Read next: 15 ways to celebrate success at work
5. Focus on Clarity
Don’t assume that everyone understands the business case and goals behind your projects.
Your role is to provide clear communication, with appropriate details at each level.
When it comes down to the goals – you can never remind them too much.
All project discussions, actions, decisions should be taken with the main project goals as a base. Just think how comfortable the project team feels when they identify with the reasons behind their hard work.
6. Control Gossip
I am not saying gossiping is wrong, but it might appear very harmful to your project.
Gossiping highly impacts overall atmosphere around your projects.

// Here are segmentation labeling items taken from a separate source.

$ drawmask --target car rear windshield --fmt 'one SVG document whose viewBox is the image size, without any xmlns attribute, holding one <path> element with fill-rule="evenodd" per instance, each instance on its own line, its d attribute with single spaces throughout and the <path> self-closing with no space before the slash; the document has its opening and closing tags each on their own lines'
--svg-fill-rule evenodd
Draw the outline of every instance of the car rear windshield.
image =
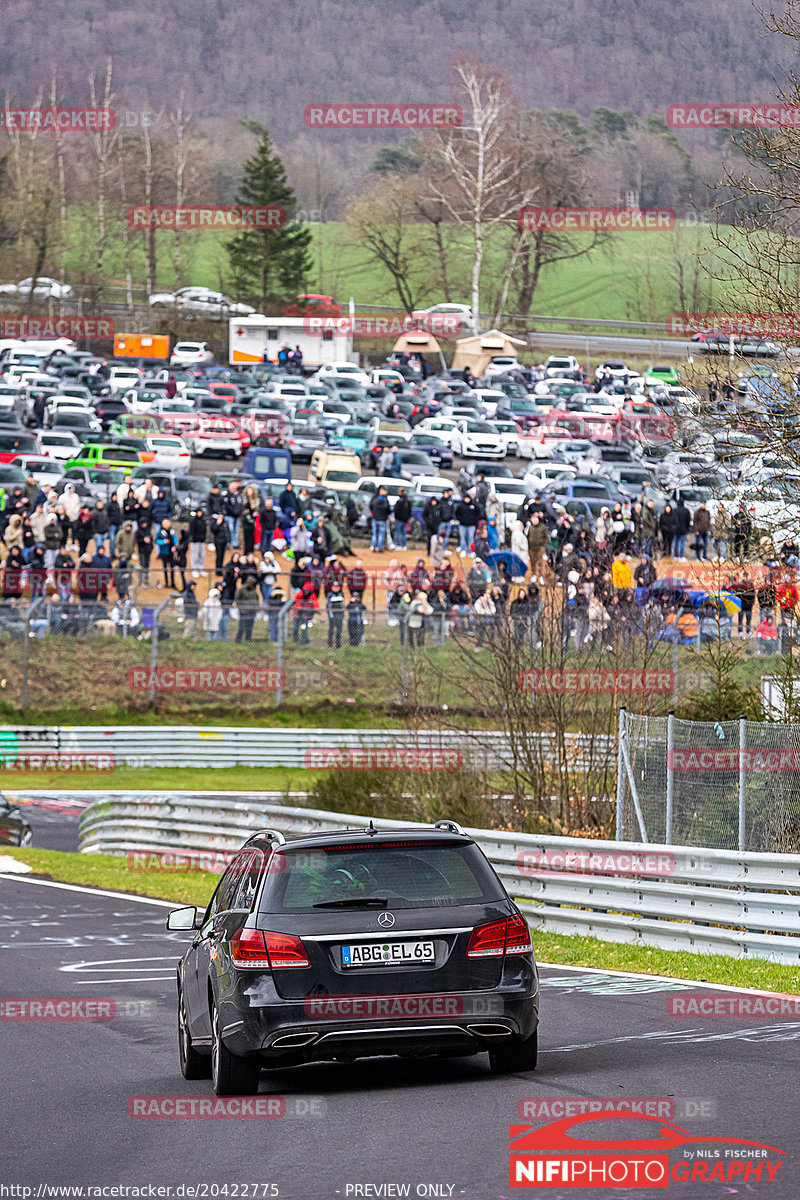
<svg viewBox="0 0 800 1200">
<path fill-rule="evenodd" d="M 426 841 L 282 848 L 277 883 L 265 892 L 269 912 L 347 910 L 360 901 L 386 907 L 446 908 L 504 899 L 494 871 L 476 846 Z"/>
</svg>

The less clear project communication is, the more gossip and negative assumptions surround it.
Iron out all unclear messages as these usually transfer into negative gossip and learn how to manage gossip at work to stop rumors when you hear about them.
7. Don’t Take Credit for Other People’s Success
Sounds obvious? That’s great! As far as you stick to this rule, everyone will be happy to join your project teams.
8. Don’t Burn Bridges
Does this sound obvious too? Good! This enables you to build an effective network across organizational units and levels.
For those who like taking on new challenges and have already run projects in different businesses, I don’t need to mention how fruitful the effective network might be and how much positive energy it brings to the project. So many obstacles become much easier to overcome with good relationships!
9. Be Flexible
There is nothing worse than sticking to one type of dashboard, graph or a document, just because your favorite project management method says so.
The team will treat this kind of project manager as close-minded and someone who doesn’t understand the business at all.
10. Focus on the need
What is the reason behind doing this particular task? Always explain it to others. This is especially helpful while running risk sessions, creating work breakdown structures, and brainstorming project schedules.
11. Have Fun
Use your sense of humor and soon you will see others eagerly following. Of course, you need to keep some guidelines in mind: don’t offend, don’t reference different cultures, genders, religions or nations in your jokes – and not too much joking in general.
In the end, we are all here for business reasons.
12. Be the center of positive energy on the project
You are the person with the biggest impact on the workplace culture. If you are stressed, the team members will be stressed as well. If you believe you can collectively overcome a problem, the team will believe it too.
These are the major points that came out in my discussions most often. The order doesn’t suggest priority and they may also appear quite subjective.
I hope this article will make you reflect on your own experience – after all, we spend most of our lives in the office. Let’s make sure we bring POSITIVE ENERGY to our projects!